Раскольников поджидал его в конце коридора.
– Я так и знал, что ты выбежишь, – сказал он. – Воротись к ним и будь с ними… Будь и завтра у них… и всегда. Я… может, приду… если можно.
Прощай!
И, не протягивая руки, он пошел от него.
– Да куда ты? Что ты? Да что с тобой? Да разве можно так!… бормотал совсем потерявшийся Разумихин.
Раскольников остановился еще раз.
– Раз навсегда: никогда ни о чем меня не спрашивай. Нечего мне тебе отвечать… Не приходи ко мне. Может, я и приду сюда… Оставь меня, а их… не оставь. Понимаешь меня?
В коридоре было темно; они стояли возле лампы. С минуту они смотрели друг на друга молча. Разумихин всю жизнь помнил эту минуту. Горевший и пристальный взгляд Раскольникова как будто усиливался с каждым мгновением, проницал в его душу, в сознание. Вдруг Разумихин вздрогнул. Что‑то странное как будто прошло между ними… Какая‑то идея проскользнула, как будто намек; что‑то ужасное, безобразное и вдруг понятое с обеих сторон…
Разумихин побледнел как мертвец.
– Понимаешь теперь?.. – сказал вдруг Раскольников с болезненно искривившимся лицом. – Воротись, ступай к ним, – прибавил он вдруг и, быстро повернувшись, пошел из дому…

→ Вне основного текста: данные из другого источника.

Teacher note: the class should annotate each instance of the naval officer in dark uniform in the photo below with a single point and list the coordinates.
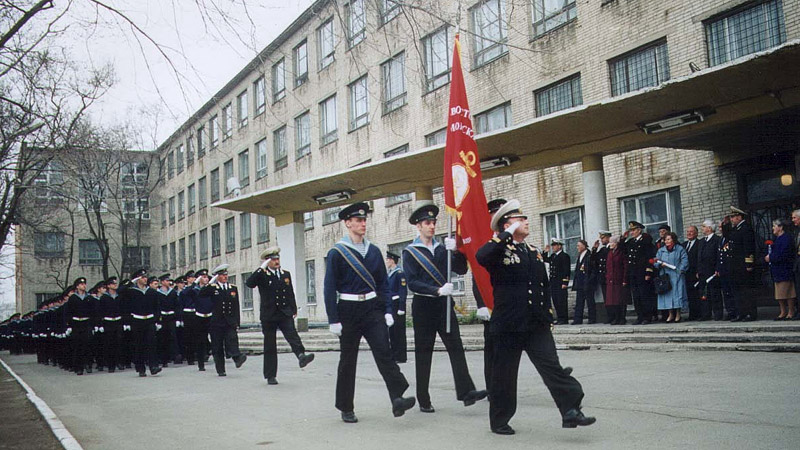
(521, 321)
(358, 304)
(425, 262)
(278, 310)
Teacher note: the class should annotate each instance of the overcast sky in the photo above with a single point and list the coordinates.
(207, 43)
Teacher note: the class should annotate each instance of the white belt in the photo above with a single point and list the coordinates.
(358, 297)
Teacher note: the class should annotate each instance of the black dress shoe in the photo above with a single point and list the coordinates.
(504, 430)
(402, 404)
(474, 396)
(305, 359)
(575, 418)
(349, 417)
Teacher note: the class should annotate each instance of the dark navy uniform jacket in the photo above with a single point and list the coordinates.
(520, 283)
(276, 291)
(341, 278)
(419, 281)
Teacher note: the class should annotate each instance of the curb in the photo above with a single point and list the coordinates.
(63, 435)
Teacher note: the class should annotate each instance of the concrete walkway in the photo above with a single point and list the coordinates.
(699, 400)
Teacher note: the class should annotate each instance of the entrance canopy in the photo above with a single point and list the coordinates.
(736, 110)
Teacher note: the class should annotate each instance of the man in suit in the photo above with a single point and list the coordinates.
(278, 310)
(741, 240)
(560, 268)
(521, 321)
(697, 310)
(225, 319)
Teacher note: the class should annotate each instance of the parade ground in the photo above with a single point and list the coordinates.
(660, 400)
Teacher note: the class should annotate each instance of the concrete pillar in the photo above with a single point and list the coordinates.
(290, 238)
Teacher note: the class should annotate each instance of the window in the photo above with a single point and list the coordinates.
(311, 283)
(241, 108)
(325, 44)
(745, 31)
(653, 209)
(213, 132)
(494, 119)
(170, 165)
(489, 30)
(171, 203)
(648, 66)
(389, 10)
(244, 168)
(568, 227)
(394, 83)
(214, 185)
(356, 23)
(278, 80)
(437, 51)
(561, 95)
(247, 293)
(192, 249)
(215, 241)
(279, 147)
(438, 137)
(230, 235)
(245, 235)
(182, 252)
(228, 168)
(302, 128)
(191, 200)
(300, 62)
(261, 158)
(551, 14)
(262, 229)
(48, 245)
(179, 158)
(327, 120)
(89, 253)
(260, 89)
(202, 192)
(203, 236)
(181, 205)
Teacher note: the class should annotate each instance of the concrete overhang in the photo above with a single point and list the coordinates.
(734, 98)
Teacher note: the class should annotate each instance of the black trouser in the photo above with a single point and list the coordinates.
(559, 297)
(364, 319)
(430, 316)
(541, 349)
(144, 344)
(269, 328)
(397, 334)
(112, 334)
(584, 296)
(224, 341)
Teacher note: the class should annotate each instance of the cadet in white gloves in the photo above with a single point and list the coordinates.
(425, 264)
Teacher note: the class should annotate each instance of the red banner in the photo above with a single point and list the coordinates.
(463, 186)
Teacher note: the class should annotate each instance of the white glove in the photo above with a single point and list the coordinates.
(446, 289)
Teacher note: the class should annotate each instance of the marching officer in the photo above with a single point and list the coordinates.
(521, 321)
(225, 319)
(425, 262)
(278, 310)
(358, 303)
(396, 280)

Не стану теперь описывать, что было в тот вечер у Пульхерии Александровны, как воротился к ним Разумихин, как их успокоивал, как клялся, что надо дать отдохнуть Роде в болезни, клялся, что Родя придет непременно, будет ходить каждый день, что он очень, очень расстроен, что не надо раздражать его; как он, Разумихин, будет следить за ним, достанет ему доктора хорошего, лучшего, целый консилиум… Одним словом, с этого вечера Разумихин стал у них сыном и братом.
А Раскольников пошел прямо к дому на канаве, где жила Соня. Дом был трехэтажный, старый и зеленого цвета. Он доискался дворника и получил от него неопределенные указания, где живет Капернаумов портной. Отыскав в углу на дворе вход на узкую и темную лестницу, он поднялся наконец во второй этаж и вышел на галерею, обходившую его со стороны двора. Покамест он бродил в темноте и в недоумении, где бы мог быть вход к Капернаумову, вдруг, в трех шагах от него, отворилась какая‑то дверь; он схватился за нее машинально.

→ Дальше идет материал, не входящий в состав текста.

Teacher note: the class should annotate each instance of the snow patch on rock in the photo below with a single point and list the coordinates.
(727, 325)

– Кто тут? – тревожно спросил женский голос.
– Это я… к вам, – ответил Раскольников и вошел в крошечную переднюю.
Тут, на продавленном стуле, в искривленном медном подсвечнике, стояла свеча.
– Это вы! Господи! – слабо вскрикнула Соня и стала как вкопанная.
– Куда к вам? Сюда?
И Раскольников, стараясь не глядеть на нее, поскорей прошел в комнату.
Через минуту вошла со свечой и Соня, поставила свечку и стала сама перед ним, совсем растерявшаяся, вся в невыразимом волнении и, видимо, испуганная его неожиданным посещением. Вдруг краска бросилась в ее бледное лицо, и даже слезы выступили на глазах… Ей было и тошно, и стыдно, и сладко… Раскольников быстро отвернулся и сел на стул к столу. Мельком успел он охватить взглядом комнату.
Это была большая комната, но чрезвычайно низкая, единственная отдававшаяся от Капернаумовых, запертая дверь к которым находилась в стене слева. На противоположной стороне, в стене справа, была еще другая дверь, всегда запертая наглухо. Там уже была другая, соседняя квартира, под другим нумером. Сонина комната походила как будто на сарай, имела вид весьма не правильного четырехугольника, и это придавало ей что‑то уродливое. Стена с тремя окнами, выходившая на канаву, перерезывала комнату как‑то вкось, отчего один угол, ужасно острый, убегал куда‑то вглубь, так что его, при слабом освещении, даже и разглядеть нельзя было хорошенько; другой же угол был уже слишком безобразно тупой. Во всей этой большой комнате почти совсем не было мебели. В углу, направо, находилась кровать; подле нее, ближе к двери, стул. По той же стене, где была кровать, у самых дверей в чужую квартиру, стоял простой тесовый стол, покрытый синенькою скатертью; около стола два плетеных стула. Затем, у противоположной стены, поблизости от острого угла, стоял небольшой, простого дерева комод, как бы затерявшийся в пустоте. Вот все, что было в комнате. Желтоватые, обшмыганные и истасканные обои почернели по всем углам; должно быть, здесь бывало сыро и угарно зимой. Бедность была видимая; даже у кровати не было занавесок.